Source code for aihwkit.inference.noise.custom

# -*- coding: utf-8 -*-

# (C) Copyright 2020, 2021, 2022, 2023, 2024 IBM. All Rights Reserved.
#
# This code is licensed under the Apache License, Version 2.0. You may
# obtain a copy of this license in the LICENSE.txt file in the root directory
# of this source tree or at http://www.apache.org/licenses/LICENSE-2.0.
#
# Any modifications or derivative works of this code must retain this
# copyright notice, and modified files need to carry a notice indicating
# that they have been altered from the originals.

"""Phenomenological noise model for inference."""

from copy import deepcopy
from typing import List, Optional

from numpy import log as numpy_log
from numpy import sqrt
from torch import abs as torch_abs
from torch import randn_like, Tensor
from torch.autograd import no_grad

from aihwkit.inference.noise.base import BaseNoiseModel
from aihwkit.inference.converter.base import BaseConductanceConverter
from aihwkit.inference.converter.conductance import SinglePairConductanceConverter


[docs]class StateIndependentNoiseModel(BaseNoiseModel):  # pylint: disable=too-many-instance-attributes
    r"""Standard noise model that has a non-conductance dependent drift and
     multiplicative read (1/f) noise.

     Programming noise is state-independent by default, however, it can
     be made conductance dependent, since the expected programming
     noise strength is modeled with a second-order polynomial in
     general.

    **Programming noise** is thus given by:

     .. math::

          \sigma_text{programming noise}=\gamma\,\left(c_0 + c_1 \frac{g_T}{g_\text{max}} +
               + c_2 \frac{g_T^2}{g_\text{max}^2}\right)

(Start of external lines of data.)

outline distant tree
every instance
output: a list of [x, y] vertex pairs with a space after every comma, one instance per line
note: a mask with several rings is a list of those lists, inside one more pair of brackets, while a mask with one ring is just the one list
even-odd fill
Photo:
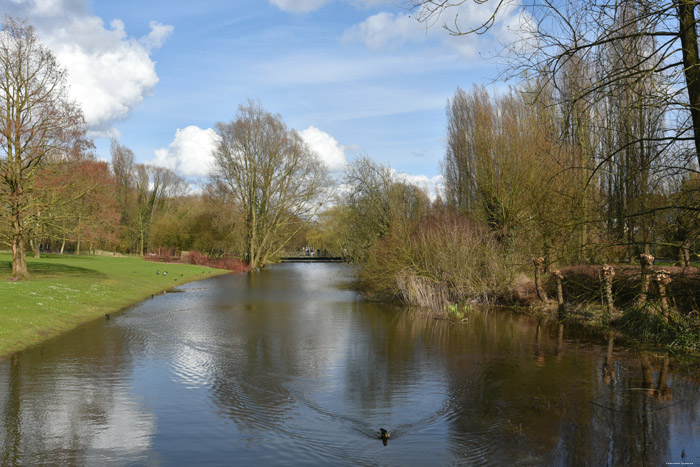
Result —
[[279, 115], [248, 102], [236, 119], [218, 123], [212, 177], [241, 211], [246, 229], [244, 258], [255, 268], [294, 236], [299, 219], [323, 204], [327, 169]]
[[119, 232], [116, 185], [106, 162], [93, 157], [46, 164], [37, 175], [33, 192], [30, 243], [39, 255], [44, 240], [114, 246]]
[[51, 158], [70, 151], [84, 128], [69, 100], [65, 71], [24, 22], [5, 17], [0, 31], [0, 183], [11, 222], [12, 276], [29, 275], [27, 219], [36, 211], [35, 177]]
[[151, 223], [167, 211], [170, 203], [187, 193], [185, 181], [170, 169], [137, 164], [134, 178], [135, 210], [130, 213], [131, 227], [138, 240], [138, 252], [143, 255]]
[[358, 264], [365, 264], [372, 246], [390, 232], [410, 236], [430, 204], [419, 188], [400, 182], [391, 168], [367, 157], [350, 164], [344, 185], [347, 193], [334, 211], [335, 224], [347, 225], [340, 235], [343, 255]]
[[133, 189], [134, 151], [126, 146], [122, 146], [116, 140], [112, 140], [110, 153], [112, 156], [114, 180], [117, 184], [117, 201], [121, 209], [121, 222], [124, 226], [122, 231], [124, 236], [122, 248], [130, 252], [134, 242], [132, 241], [133, 231], [129, 226], [133, 221], [136, 203]]

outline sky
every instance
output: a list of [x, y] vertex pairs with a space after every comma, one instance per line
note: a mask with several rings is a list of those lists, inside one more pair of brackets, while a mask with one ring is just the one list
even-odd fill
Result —
[[445, 107], [488, 84], [520, 22], [510, 8], [485, 35], [450, 36], [490, 7], [466, 2], [430, 27], [407, 0], [0, 0], [68, 72], [97, 146], [204, 180], [217, 122], [249, 100], [279, 114], [335, 174], [367, 156], [434, 196]]

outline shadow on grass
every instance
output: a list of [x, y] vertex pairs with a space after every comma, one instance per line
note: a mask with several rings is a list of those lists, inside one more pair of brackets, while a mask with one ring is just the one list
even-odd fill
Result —
[[[27, 268], [31, 277], [52, 277], [52, 276], [72, 276], [72, 277], [105, 277], [103, 272], [94, 269], [70, 266], [64, 263], [53, 263], [47, 261], [32, 261], [27, 258]], [[12, 274], [12, 262], [0, 261], [0, 277]]]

     where :math:`\gamma` is a additional convenience scale and :math:`g_T`
     is the target conductance established from the given
     ``g_converter`` from the weight matrix.  The default programming
     noise is constant (state independent): :math:`c_0=0.2\mu\mathrm{S}`
     and other coefficient set to :math:`0.0`.

     **Drift** is for each device is computed as

     .. math::

         g_\text{drift}(t) = g_\text{prog}(t / t_0) ^{- \nu}

     with the drift coefficient determined at the beginning for each
     device with

     .. math::

         \nu= \zeta\, |\nu_\text{mean} + \nu_\text{std}\xi|_+

     where :math:`\xi` is a Gaussian random number and
     :math:`|\cdot|_+` rectifies negative value to zero. :math:`\zeta`
     is an additional drift scale.

     **Read noise** is given by

     .. math::

         \sigma_\text{read} = \rho \frac{g_\text{drift}(t)}{g_\text{max}} \sqrt{\log\left(\frac{t
         + t_\text{read}}{2 t_\text{read}}\right)}

     This :math:`\sigma_\text{read}` is then used to add Gaussian noise
     of this magnitude to the drifted conductance. The read noise scale
     :math:`\rho` can be used to scale the read noise.

     Args:
         g_converter: instantiated class of the conductance converter
             (defaults to single pair)

         g_max: In :math:`\mu S`, the maximal conductance, ie the value
             the absolute max of the weights will be mapped to.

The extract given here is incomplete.